The Passed Note Issue 1 June 2016 - Page 31

Whiteness would often deem itself the authority on Nativeness, that I could be less of who I claimed because of pigmentation.

I stared at her with confusion, afraid to disagree, afraid to disappoint my mother by renouncing her kinship. I shook my head, explaining my predicament as best a third grader can.

“My mother is Native.”

I didn’t know the weight a box could carry or why my mother spent hours telling me myths, stitching me moccasins, braiding my hair. I did not understand why my mother hated cowboy movies, why she threw away a headdress and spear my brother received as a Christmas present.

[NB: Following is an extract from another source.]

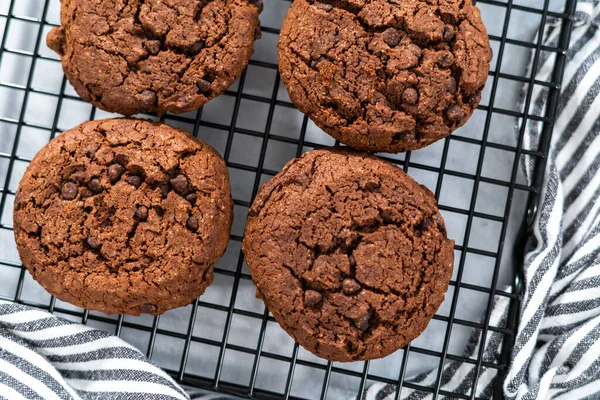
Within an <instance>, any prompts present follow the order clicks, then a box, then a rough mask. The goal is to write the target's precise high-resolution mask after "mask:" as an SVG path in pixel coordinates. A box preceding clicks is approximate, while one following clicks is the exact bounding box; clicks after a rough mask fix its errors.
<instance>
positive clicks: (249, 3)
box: [248, 0, 264, 14]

I remember being Brown and sitting in a class my junior year, the year I slowly began to accept the way my skin processed light. I sat in that class and shared a story about my mother, about myself, about our experiences growing up Native.

I wrote about my cousin in Seattle, attending Powwows with my uncle, about my mother on the reservation. I wrote about myself, removed from a culture that might have helped me embrace the feeling of my skin.

I remember being Brown and my eyes brimming with tears as I left the writing workshop and the criticism of my peers. I remember my teacher, a woman whom I admired with such a fierceness it bordered on worship, telling me that my story was inauthentic, that I did not understand the words I had written, that I could not appropriate this culture as my own. I remember being told that this was essay and not fiction, and that I could write another piece if I wanted credit.

I remember a girl in that class turning in a story about Indians where the character kept an eagle feather as a memento of the Great Spirit, and I remember my words of criticism, at the absurdity of the story, at the inaccuracies of myths. I remember my rage over the author being praised for her truth, when her truth was fiction.